On-chip variation (OCV)
On-chip variation (OCV) is a recognition of the intrinsic variability of semiconductor processes and their impact on factors such as logic timing. Historically, as well as operating temperature, timing variation was primarily a consequence of subtle shifts in manufacturing conditions that would lead to ICs from one batch of wafers being ‘slow’ or ‘fast’ relative to nominal estimates. To account for this, design would run two sets of timing analyses: one for the slow corner and one for the fast corner. If the design passed these two tests, the chip could be considered to have met its timing constraints.

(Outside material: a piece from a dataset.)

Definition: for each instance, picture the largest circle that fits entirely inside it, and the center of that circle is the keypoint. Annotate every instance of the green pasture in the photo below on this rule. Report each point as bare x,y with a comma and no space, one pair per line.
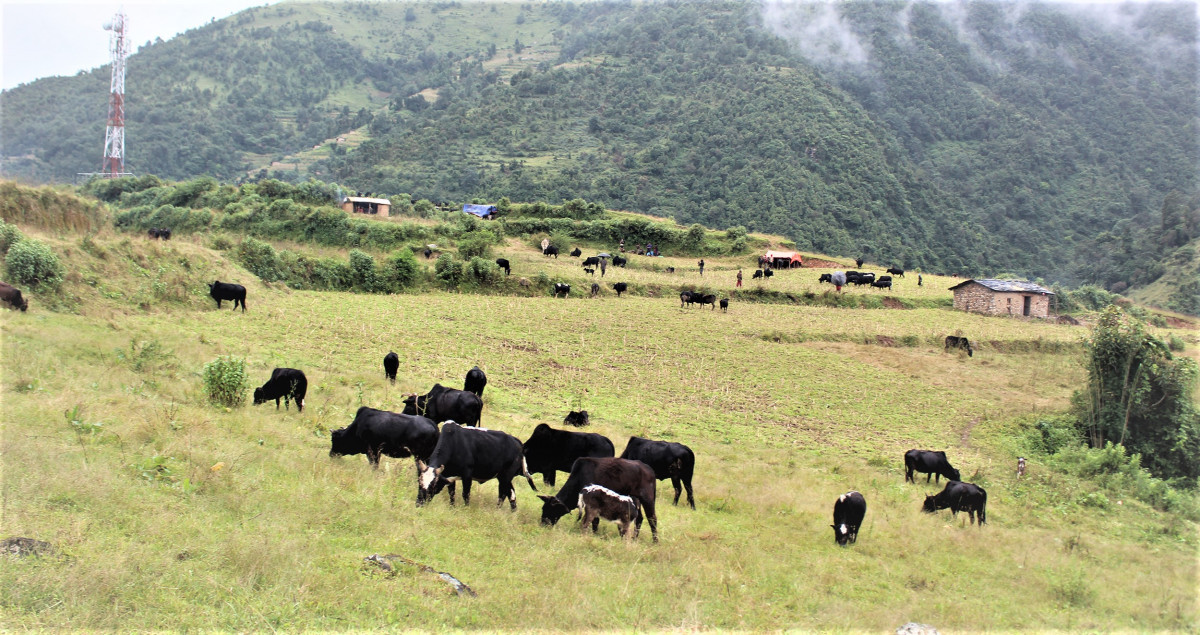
173,514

In recent years, the number of contributors to timing variability has increased and led to significant variations not just between wafers but across individual wafers and increasingly intra-die. This, in turn, has led to significant changes in the way that static-timing analysis is performed to account for effects.
Variation sources
Causes of timing variations can include small variations in the way that features defined on a mask print on the surface of the chip because of the effect of surrounding features, variations in processes such as doping levels or etching that may remove more or less of a critical feature such as a gate stack or polysilicon interconnect. Even activity has an impact through factors such as IR drop, which became more prominent in design as voltages approached, and passed, the 1V level.
The result is that all the cells of the entire chip no longer can be modelled using the fast or slow process corner alone – some cells will run fast, others slower than expected, depending on the changes in process condition and the impact of design-dependent effects. Failure to account for these issues can lead to setup and hold violations in designs that, nominally at least, error-free. As a result, the design’s timing needs to be analyzed in a way that takes into account the potential for timing to change within a given process or temperature corner. The addition of multiple operating modes has, at the same time, extended the number of corners that need to be simulated and given rise to multi-corner multi-mode (MCMM or MMMC) analysis.
Initially, timing analysis accounting for OCV was handled by telling the static timing analysis (STA) tool to apply a global margin across the entire chip using a percentage or delay estimate that the designer, or the foundry, considered safe. This approach leads to a more pessimistic estimate of timing margin than present in reality. The shifts in threshold voltage and other parameters that lead to differences in performance may be correlated within a group of transistors – this is likely to be true for a group of transistors in a small area – but not over a wider area. A global margin does not take account of this correlation, leading some chipmakers to explore the option of statistical timing analysis.
In practice, statistical timing analysis proved difficult and time-consuming to implement so the industry adopted a variety of more sophisticated margining techniques under the general banner of location-aware OCV or advanced OCV.
OCV enhancements
Advanced OCV, in general, uses context-specific derating instead of a single global derate value, which should in principle reduce design margins and lead to fewer timing violations. An approach used by Synopsys and others, such as Incentia Design Systems, determines derate values as a function of logic depth – used in level- or stage-based OCV – and relative cell or net location.
Logic depth and location attack two different parts of the problem. According to Synopsys, statistical analysis shows that deeper paths are less affected by random variation – because the contributory effects are random, all cells within a deep path are highly unlikely to be simultaneously fast or slow. Using statistical HSPICE models, Monte-Carlo analysis can be performed to measure the accurate delay variation at each stage. Derate factors can then be computed as a function of cell depth to apply less pessimistic margins to the path. Stage-based OCV has been an element of TSMC’s Reference Flow since release 9.0.
Location-based derating deals largely with systematic effects. Cells in close proximity exhibit less variation relative to one another than those further apart. Using silicon data from test-chips, derate factors can be calculated based on relative cell-location. Advanced OCV computes the length of the diagonal of the bounding box that contains the cells being analyzed to select an appropriate derate value from the table constructed by test-chip results.
Beyond advanced OCV
Parametric OCV (POCV) is a technique that has been proposed as a means of reducing pessimism further by taking elements of SSTA and implementing them in a way that is less compute-intensive. Extreme Design Automation, acquired by Synopsys in 2011, pitched POCV as “practical SSTA”. However, the generation of libraries suitable for POCV is, in itself, considered to be onerous. Synopsys has said that POCV could be adopted for 16/14nm flows. Techniques such as hierarchical static timing analysis, if they prove successful, may be used in conjunction with more sophisticated OCV modelling regimes to reduce runtimes.